How to mimic geom_boxplot() with outliers using geom_boxplot(stat = "identity")

I would like to pre-compute by-variable summaries of data (with plyr and passing a quantile function) and then plot with geom_boxplot(stat = "identity"). This works great except it (a) does not plot outliers as points and (b) extends the "whiskers" to the max and min of the data being plotted.
Example:
library(plyr)
library(ggplot2)
set.seed(4)
df <- data.frame(fact = sample(letters[1:2], 12, replace = TRUE),
val = c(1:10, 100, 101))
df
# fact val
# 1 b 1
# 2 a 2
# 3 a 3
# 4 a 4
# 5 b 5
# 6 a 6
# 7 b 7
# 8 b 8
# 9 b 9
# 10 a 10
# 11 b 100
# 12 a 101
by.fact.df <- ddply(df, c("fact"), function(x) quantile(x$val))
by.fact.df
# fact 0% 25% 50% 75% 100%
# 1 a 2 3.25 5.0 9.00 101
# 2 b 1 5.50 7.5 8.75 100
# What I can do...with faults (a) and (b) above
ggplot(by.fact.df,
aes(x = fact, ymin = `0%`, lower = `25%`, middle = `50%`,
upper = `75%`, ymax = `100%`)) +
geom_boxplot(stat = "identity")
# What I want...
ggplot(df, aes(x = fact, y = val)) +
geom_boxplot()
What I can do...with faults (a) and (b) mentioned above:
What I would like to obtain, but still leverage pre-computation via plyr (or other method):
Initial Thoughts: Perhaps there is some way to pre-compute the true end-points of the whiskers without the outliers? Then, subset the data for outliers and pass them as geom_point()?
Motivation: When working with larger datasets, I have found it faster and more practical to leverage plyr, dplyr, and/or data.table to pre-compute the stats and then plot them rather than having ggplot2 to the calculations.
UPDATE
I am able to extract what I need with the following mix of dplyr and plyr code, but I'm not sure if this is the most efficient way:
df %>%
group_by(fact) %>%
do(ldply(boxplot.stats(.$val), data.frame))
Source: local data frame [6 x 3]
Groups: fact
fact .id X..i..
1 a stats 2
2 a stats 4
3 a stats 10
4 a stats 13
5 a stats 16
6 a n 9

Here's my answer, using built-in functions quantile and boxplot.stats.
geom_boxplot does the calcualtions for boxplot slightly differently than boxplot.stats. Read ?geom_boxplot and ?boxplot.stats to understand my implementation below
#Function to calculate boxplot stats to match ggplot's implemention as in geom_boxplot.
my_boxplot.stats <-function(x){
quantiles <-quantile(x, c(0, 0.25, 0.5, 0.75, 1))
labels <-names(quantile(x))
#replacing the upper whisker to geom_boxplot
quantiles[5] <-boxplot.stats(x)$stats[5]
res <-data.frame(rbind(quantiles))
names(res) <-labels
res$out <-boxplot.stats(x)$out
return(res)
}
Code to calculate the stats and plot it
library(dplyr)
df %>% group_by(fact) %>% do(my_boxplot.stats(.$val)) %>%
ggplot(aes(x=fact, y=out, ymin = `0%`, lower = `25%`, middle = `50%`,
upper = `75%`, ymax = `100%`)) +
geom_boxplot(stat = "identity") + geom_point()

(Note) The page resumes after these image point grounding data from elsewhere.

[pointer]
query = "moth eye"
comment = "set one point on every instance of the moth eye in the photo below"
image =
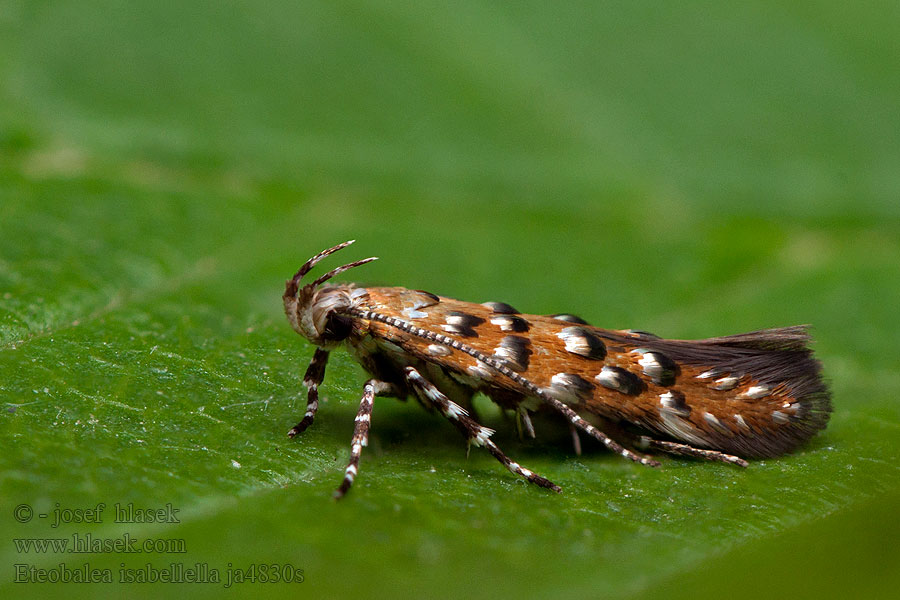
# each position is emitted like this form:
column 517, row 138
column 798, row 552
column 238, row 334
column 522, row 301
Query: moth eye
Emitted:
column 337, row 327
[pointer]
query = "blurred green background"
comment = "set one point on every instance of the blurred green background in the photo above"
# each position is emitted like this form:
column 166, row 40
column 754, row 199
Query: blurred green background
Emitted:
column 690, row 170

To get the correct statistics, you have to do some more calculations than just finding the quantiles. The geom_boxplot function with stat = "identity" does not draw the outliers. So you have to calculate the statistics without the outliers and then use geom_point to draw the outliers seperately. The following function (basically a simplified version of stat_boxplot) is probably not the most efficient, but it gives the desired result:
box.df <- df %>% group_by(fact) %>% do({
stats <- as.numeric(quantile(.$val, c(0, 0.25, 0.5, 0.75, 1)))
iqr <- diff(stats[c(2, 4)])
coef <- 1.5
outliers <- .$val < (stats[2] - coef * iqr) | .$val > (stats[4] + coef * iqr)
if (any(outliers)) {
stats[c(1, 5)] <- range(c(stats[2:4], .$val[!outliers]), na.rm=TRUE)
}
outlier_values = .$val[outliers]
if (length(outlier_values) == 0) outlier_values <- NA_real_
res <- as.list(t(stats))
names(res) <- c("lower.whisker", "lower.hinge", "median", "upper.hinge", "upper.whisker")
res$out <- outlier_values
as.data.frame(res)
})
box.df
## Source: local data frame [2 x 7]
## Groups: fact
##
## fact lower.whisker lower.hinge median upper.hinge upper.whisker out
## 1 a 2 3.25 5.0 9.00 10 101
## 2 b 1 5.50 7.5 8.75 9 100
ggplot(box.df, aes(x = fact, y = out, middle = median,
ymin = lower.whisker, ymax = upper.whisker,
lower = lower.hinge, upper = upper.hinge)) +
geom_boxplot(stat = "identity") +
geom_point()